Post-prostatectomy patients can expect approximately 1 cm of penile length shortening after RP; however, studies have shown a return to baseline for most patients at 48 months.9 The Beliefs About Penis Size (BAPS) questionnaire assesses the psychological symptoms patients experience regarding their penis size, with the potential for use in treatment planning.10 It is a 10-item Likert scale design previously validated in men ashamed of their penis size. Unfortunately, it has not yet been validated in the post-prostatectomy population. The USC Patient-Reported Penile Length Loss survey is a 1-item device used in men undergoing cystoprostatectomy and measures 3 domains: perceived length loss, amount of length loss and erectile function.9 It is easily incorporated into the IIEF-5, but has not yet been validated.
Conclusion
There are a number of questionnaires that assist in the evaluation of issues commonly faced by the post-prostatectomy population. As such, we aimed to provide a global overview of the most utilized questionnaires in order to provide practicing urologists balanced views on what are the “best” questionnaires in the post-prostatectomy setting. Notwithstanding, there is no single questionnaire that is “best,” and perhaps the best questionnaire is the one designed and validated for the purpose of studying and investigating a specific urological population and condition that is being evaluated.
*Co-first authors
- Burnett AL, Nehra A, Breau RH et al: Erectile dysfunction: AUA guideline. J Urol 2018; 200: 633.
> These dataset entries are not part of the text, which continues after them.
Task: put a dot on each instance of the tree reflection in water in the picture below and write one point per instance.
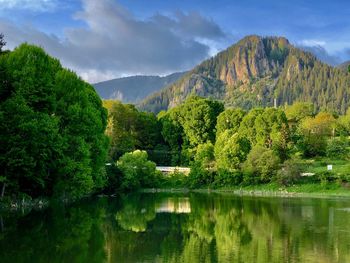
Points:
(181, 228)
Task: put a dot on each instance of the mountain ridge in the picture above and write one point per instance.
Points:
(133, 89)
(255, 71)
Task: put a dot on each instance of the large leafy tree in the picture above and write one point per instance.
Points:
(52, 127)
(198, 119)
(137, 170)
(231, 149)
(130, 129)
(229, 119)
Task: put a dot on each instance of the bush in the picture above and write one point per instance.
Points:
(290, 172)
(137, 171)
(199, 177)
(261, 165)
(226, 178)
(337, 148)
(203, 166)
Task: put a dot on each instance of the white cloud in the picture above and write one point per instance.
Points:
(115, 43)
(34, 5)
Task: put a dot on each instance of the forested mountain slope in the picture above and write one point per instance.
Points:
(135, 88)
(345, 66)
(255, 71)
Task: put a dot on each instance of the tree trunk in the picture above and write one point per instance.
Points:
(3, 190)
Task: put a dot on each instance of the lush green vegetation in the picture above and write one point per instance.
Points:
(52, 128)
(255, 71)
(54, 137)
(233, 147)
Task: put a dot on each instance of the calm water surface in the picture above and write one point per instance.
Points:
(181, 228)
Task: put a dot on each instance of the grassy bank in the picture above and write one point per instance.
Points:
(272, 189)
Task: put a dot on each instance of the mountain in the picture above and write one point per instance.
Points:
(254, 72)
(135, 88)
(345, 66)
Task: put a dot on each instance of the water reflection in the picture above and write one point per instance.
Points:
(181, 228)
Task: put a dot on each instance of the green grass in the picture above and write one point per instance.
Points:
(319, 165)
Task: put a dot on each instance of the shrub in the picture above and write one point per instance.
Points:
(137, 171)
(226, 178)
(261, 165)
(290, 172)
(337, 148)
(203, 166)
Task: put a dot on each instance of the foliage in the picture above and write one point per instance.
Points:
(247, 128)
(130, 129)
(315, 131)
(203, 167)
(285, 73)
(230, 119)
(231, 149)
(337, 148)
(290, 172)
(137, 171)
(261, 165)
(198, 119)
(52, 127)
(299, 111)
(2, 42)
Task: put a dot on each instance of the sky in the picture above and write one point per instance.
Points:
(105, 39)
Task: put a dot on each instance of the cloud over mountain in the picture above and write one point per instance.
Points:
(114, 42)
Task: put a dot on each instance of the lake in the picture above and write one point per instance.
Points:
(193, 227)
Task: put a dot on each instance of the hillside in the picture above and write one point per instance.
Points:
(135, 88)
(344, 66)
(255, 71)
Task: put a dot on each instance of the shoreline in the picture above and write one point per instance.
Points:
(258, 191)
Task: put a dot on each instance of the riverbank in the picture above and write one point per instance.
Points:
(24, 204)
(272, 189)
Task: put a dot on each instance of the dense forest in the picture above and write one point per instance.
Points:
(254, 72)
(226, 147)
(58, 139)
(52, 134)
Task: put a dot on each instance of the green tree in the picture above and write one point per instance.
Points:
(130, 129)
(299, 111)
(247, 128)
(203, 167)
(173, 134)
(137, 170)
(52, 127)
(261, 165)
(198, 119)
(229, 119)
(231, 149)
(2, 42)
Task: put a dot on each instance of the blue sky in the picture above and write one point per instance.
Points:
(102, 39)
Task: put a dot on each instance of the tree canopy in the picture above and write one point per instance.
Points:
(52, 127)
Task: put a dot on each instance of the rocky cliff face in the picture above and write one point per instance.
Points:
(251, 73)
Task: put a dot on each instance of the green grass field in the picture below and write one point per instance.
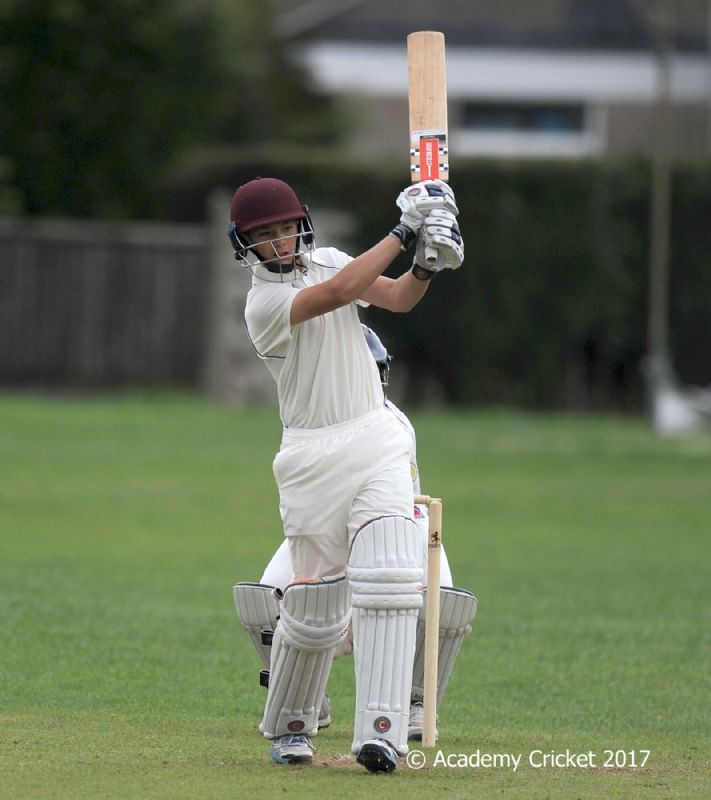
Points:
(124, 522)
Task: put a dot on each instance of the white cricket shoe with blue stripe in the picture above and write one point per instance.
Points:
(294, 748)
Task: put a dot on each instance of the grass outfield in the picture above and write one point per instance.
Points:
(125, 521)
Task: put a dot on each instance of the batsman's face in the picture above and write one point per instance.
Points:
(275, 243)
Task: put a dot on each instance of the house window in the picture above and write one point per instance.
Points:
(528, 129)
(548, 117)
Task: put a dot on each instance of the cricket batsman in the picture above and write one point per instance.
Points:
(343, 469)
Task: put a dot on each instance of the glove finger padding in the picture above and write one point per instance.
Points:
(418, 200)
(439, 242)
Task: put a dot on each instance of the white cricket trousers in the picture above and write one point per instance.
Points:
(334, 480)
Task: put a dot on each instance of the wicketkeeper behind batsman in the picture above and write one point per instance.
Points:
(343, 468)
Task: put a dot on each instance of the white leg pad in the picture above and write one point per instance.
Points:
(313, 618)
(385, 573)
(457, 608)
(258, 610)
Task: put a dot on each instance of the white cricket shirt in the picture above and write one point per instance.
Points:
(324, 371)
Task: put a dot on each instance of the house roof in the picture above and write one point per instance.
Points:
(546, 24)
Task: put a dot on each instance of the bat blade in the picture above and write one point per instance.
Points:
(427, 94)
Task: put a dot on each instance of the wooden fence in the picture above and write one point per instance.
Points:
(95, 304)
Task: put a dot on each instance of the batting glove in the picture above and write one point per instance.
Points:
(439, 244)
(416, 200)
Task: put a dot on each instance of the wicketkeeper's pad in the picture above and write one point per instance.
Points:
(457, 608)
(385, 573)
(313, 617)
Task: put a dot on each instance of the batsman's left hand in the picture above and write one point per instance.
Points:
(418, 200)
(439, 242)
- Yafi FA, Huynh LM, Ahlering T et al: What is a “validated questionnaire”? A critical review of erectile function assessment. J Sex Med 2020; 17: 849.
- Weinfurt KP, Lin L, Bruner DW et al: Development and initial validation of the PROMIS® sexual function and satisfaction measures version 2.0. J Sex Med 2015; 12: 1961.
- Huynh LM, Osann K, Skarecky D et al: Predictive modelling of 2-year potency outcomes using a novel 90-day erection fullness scale after robot-assisted radical prostatectomy. BJU Int 2018; 122: 249.
- Sandhu JS, Breyer B, Comiter C et al: Incontinence after Prostate Treatment: AUA/SUFU Guideline. J Urol 2019; 202: 369.
- Abrams P, Avery K, Gardener N et al: The International Consultation on Incontinence Modular Questionnaire: www.iciq.net. J Urol 2006; 175: 1063.
- Soto-González M, Da Cuña-Carrera I, Gutiérrez-Nieto M et al: Assessment of male urinary incontinence postprostatectomy through the Consultation on Incontinence Questionnaire-Short Form. Prog Urol 2020; 30: 209.
- Tal R, Heck M, Teloken P et al: Peyronie’s disease following radical prostatectomy: incidence and predictors. J Sex Med 2010; 7: 1254.
- Loh-Doyle JC, Han J and Ghodoussipour S: Factors associated with patient-reported penile length loss after radical cystoprostatectomy in male patients with bladder cancer. J Sex Med 2020; 17: 957.
- Veale D, Eshkevari E, Read J et al: Beliefs about penis size: validation of a scale for men ashamed about their penis size. J Sex Med 2014; 11: 84.